Também foram apontadas violações de sigilo funcional, pelo compartilhamento de declarações e documentos sigilosos com Eudson Oliveira de Matos, policial civil acusado de envolvimento na morte do empresário, sem autorização judicial, e abuso de autoridade, com ações que teriam prejudicado a coleta de provas e favorecido investigados próximos a Mayer. O MP ainda mencionou falso testemunho, tentativa de obstrução da investigação e centralização de informações que teriam gerado tumulto processual, além de relações pessoais, profissionais e financeiras entre os envolvidos.
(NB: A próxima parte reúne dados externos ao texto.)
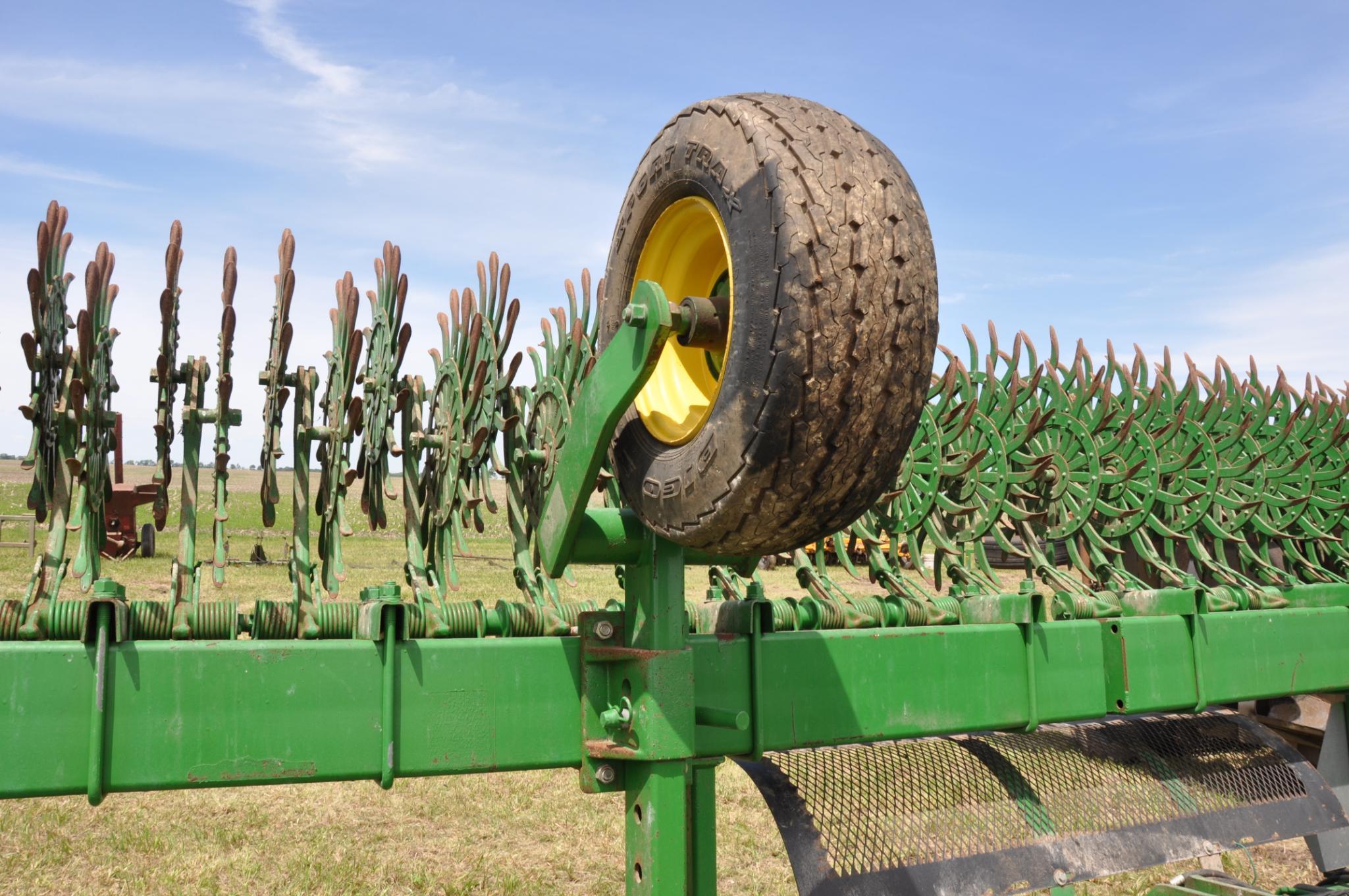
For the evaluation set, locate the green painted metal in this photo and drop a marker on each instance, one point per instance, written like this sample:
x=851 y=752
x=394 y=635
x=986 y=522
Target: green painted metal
x=462 y=704
x=1202 y=524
Apesar das acusações, a maioria da Câmara Criminal entendeu que os atos praticados pelo delegado estavam dentro de suas atribuições legais, não configurando fraude processual nem abuso de autoridade, e decidiu pelo trancamento da ação penal. O julgamento também suscitou debates sobre possíveis conflitos de interesse, já que o desembargador João Luiz Azevedo Lessa é irmão de Antônio Carlos Lessa, presidente da Associação dos Delegados de Polícia de Alagoas (Adepol), entidade que atua em defesa de Daniel Mayer.
Embora não haja irregularidade formal, essa ligação provocou questionamentos sobre a imparcialidade dos julgadores.
A defesa de Mayer, representada pelos advogados Fidel Dias de Melo Gomes, Luiz Gustavo Gonçalves Vieira Firmino e Marco Aurélio Lessa Tenório Cavalcante, argumentou que não havia elementos suficientes para sustentar a denúncia e classificou as imputações como tentativas de criminalizar a atuação legítima do delegado.
Vale salientar que em 2020, Fidel Dias foi preso na Operação Bate e Volta, que investigou advogados que supostamente extorquiam presidiários. À época, o advogado Hugo Braga, filho do juiz José Braga Neto, também foi acusado de participar do esquema. A decisão favorável a Mayer não se estendeu automaticamente aos demais réus, como Eudson
Oliveira de Matos e Josefa Cícera Nunes Flores. O Ministério Público interpôs recurso especial contra o acórdão, buscando reverter o trancamento da ação penal.
Assassinato sem mandante
O caso de Kleber Malaquias, ativista político e empresário de Rio Largo, ganhou destaque nacional após seu assassinato em julho de 2020. Conhecido por denunciar irregularidades envolvendo políticos e autoridades, inclusive magistrados, Kleber foi morto a tiros em um bar da cidade. A motivação do crime teria sido sua atuação como denunciante, o que levou à elaboração de um plano minucioso para sua execução, incluindo adulteração de placas de veículos e uso de linhas telefônicas falsas para despistar as investigações.
Em setembro de 2024, o policial civil Eudson Matos foi preso pela Polícia Federal, acusado de envolvimento no assassinato. Ele teria desempenhado um papel essencial na concretização do crime, oferecendo apoio logístico e sendo o principal elo com o autor intelectual do homicídio.
O julgamento dos réus começou em fevereiro de 2025. Quatro dos seis acusados foram condenados pelo Tribunal do Júri. As penas variaram conforme o grau de participação: Fredson José dos Santos recebeu 30 anos de prisão; Marcelo José Souza da Silva, 24 anos; Edinaldo Estevão de Lima, 8 anos; e o sargento José Mário de Lima Silva, 8 anos e 4
meses.
O caso continua sendo investigado, uma vez que o nome do mandante, supostamente político, ainda é mistério.